Danach baute die russische Regierung seinen Sohn Ramsan Kadyrow zum Chef der Republik auf. Kadyrow betont stets seine Loyalität zu Russlands Präsident Putin, wie hier bei Radio Swoboda.

„Putin ist mein Idol. Ich liebe ihn. Ich achte ihn. Ich gebe mein Leben für ihn. Ich hätte gern, dass er sein Leben lang Präsident Russlands ist.“

Ramsan Kadyrow regiert diktatorisch. Ihm ist es gelungen, den bewaffneten Untergrund mit äußerster Gewalt zurückzudrängen. Unter dem Deckmantel des Antiterrorkampfes geht er aber auch gegen friedliche Oppositionelle vor.

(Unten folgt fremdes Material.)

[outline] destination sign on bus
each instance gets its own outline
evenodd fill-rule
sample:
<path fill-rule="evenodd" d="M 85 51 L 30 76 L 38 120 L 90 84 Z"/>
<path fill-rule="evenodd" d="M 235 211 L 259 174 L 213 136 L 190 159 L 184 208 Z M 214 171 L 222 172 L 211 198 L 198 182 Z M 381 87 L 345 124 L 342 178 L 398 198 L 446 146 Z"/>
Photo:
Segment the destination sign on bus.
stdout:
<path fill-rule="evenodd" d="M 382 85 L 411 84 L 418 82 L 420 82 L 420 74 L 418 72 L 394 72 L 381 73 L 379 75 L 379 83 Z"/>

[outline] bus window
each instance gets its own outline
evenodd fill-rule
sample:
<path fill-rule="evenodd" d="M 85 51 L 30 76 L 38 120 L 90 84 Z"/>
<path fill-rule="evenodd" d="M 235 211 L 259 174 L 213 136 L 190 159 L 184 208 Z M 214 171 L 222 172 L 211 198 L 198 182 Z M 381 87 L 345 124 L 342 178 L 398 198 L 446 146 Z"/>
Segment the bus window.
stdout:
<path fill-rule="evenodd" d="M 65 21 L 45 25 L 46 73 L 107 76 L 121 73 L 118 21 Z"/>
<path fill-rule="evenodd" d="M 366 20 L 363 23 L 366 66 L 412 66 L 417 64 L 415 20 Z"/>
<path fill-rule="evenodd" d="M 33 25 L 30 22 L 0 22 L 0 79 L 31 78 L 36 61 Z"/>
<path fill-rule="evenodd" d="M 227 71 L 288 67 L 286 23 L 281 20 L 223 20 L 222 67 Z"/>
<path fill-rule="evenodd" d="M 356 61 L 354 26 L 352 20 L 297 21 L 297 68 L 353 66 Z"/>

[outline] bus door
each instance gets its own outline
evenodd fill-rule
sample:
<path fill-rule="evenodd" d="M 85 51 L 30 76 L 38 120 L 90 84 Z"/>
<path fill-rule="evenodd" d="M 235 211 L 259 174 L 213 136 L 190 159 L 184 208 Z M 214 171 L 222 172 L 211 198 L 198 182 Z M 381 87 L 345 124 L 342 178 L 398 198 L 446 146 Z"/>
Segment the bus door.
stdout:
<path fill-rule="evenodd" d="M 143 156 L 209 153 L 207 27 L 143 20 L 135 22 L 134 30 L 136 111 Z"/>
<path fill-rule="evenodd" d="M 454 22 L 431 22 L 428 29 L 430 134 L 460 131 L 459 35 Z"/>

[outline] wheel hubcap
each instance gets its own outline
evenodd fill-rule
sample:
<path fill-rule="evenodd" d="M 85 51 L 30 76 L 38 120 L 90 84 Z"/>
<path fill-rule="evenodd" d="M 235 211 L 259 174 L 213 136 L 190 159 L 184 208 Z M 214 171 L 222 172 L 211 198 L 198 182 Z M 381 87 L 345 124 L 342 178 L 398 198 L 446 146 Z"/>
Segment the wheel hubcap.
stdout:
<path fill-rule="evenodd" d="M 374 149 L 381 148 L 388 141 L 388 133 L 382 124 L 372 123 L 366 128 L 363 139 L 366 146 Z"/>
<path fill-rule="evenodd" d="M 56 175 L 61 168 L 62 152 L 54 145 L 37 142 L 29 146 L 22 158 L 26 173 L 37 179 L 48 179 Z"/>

In Tschetschenien erinnert heute nur wenig an den Krieg. Die Stadt Grosny ist wieder aufgebaut, mit Hochhäusern und einer prächtigen Moschee im Stadtzentrum. Die Republik erhält jährlich hunderte Millionen Euro Finanzhilfen aus dem russischen Staatshaushalt. Doch im Bewusstsein der Menschen sei der Krieg allgegenwärtig, meint die Soziologie-Professorin Lidia.

„Meine Studenten haben die klaffenden Wunden des Krieges erlebt. So etwas kann man nicht aus dem Gedächtnis löschen. Eine andere Frage ist, wie der Krieg offiziell interpretiert wird. Es heißt, es seien Salafisten aus dem Ausland gekommen. Sie hätten die Gesellschaft mit ihrer Ideologie infiziert und für Zwist gesorgt.“

Darüber, dass sogar Mitglieder der heutigen Machtelite im Ersten Tschetschenienkrieg zum Kampf gegen Russland aufriefen, wird offiziell nicht gesprochen.

Kritik an Kadyrow und der russischen Regierung bleibt Tschetschenen im Exil vorbehalten. Zehntausende sind während der Kriege und danach nach Westeuropa geflohen. Doch selbst hier wurden Kritiker des Kreml bedroht und ermordet, Anhänger eines unabhängigen Tschetschenien eingeschüchtert. Die Nordkaukasus-Expertin Sokirjanskaja stellt fest:

„Die Traumata des Krieges sind immer noch nicht überwunden. Der Konflikt wurde nicht gelöst. Es gab keine Aussöhnung. Sie hat nicht mal begonnen. In den Köpfen ist der Krieg noch nicht beendet.“

* Anmerkung der Redakion: Nachname ist der Redaktion bekannt.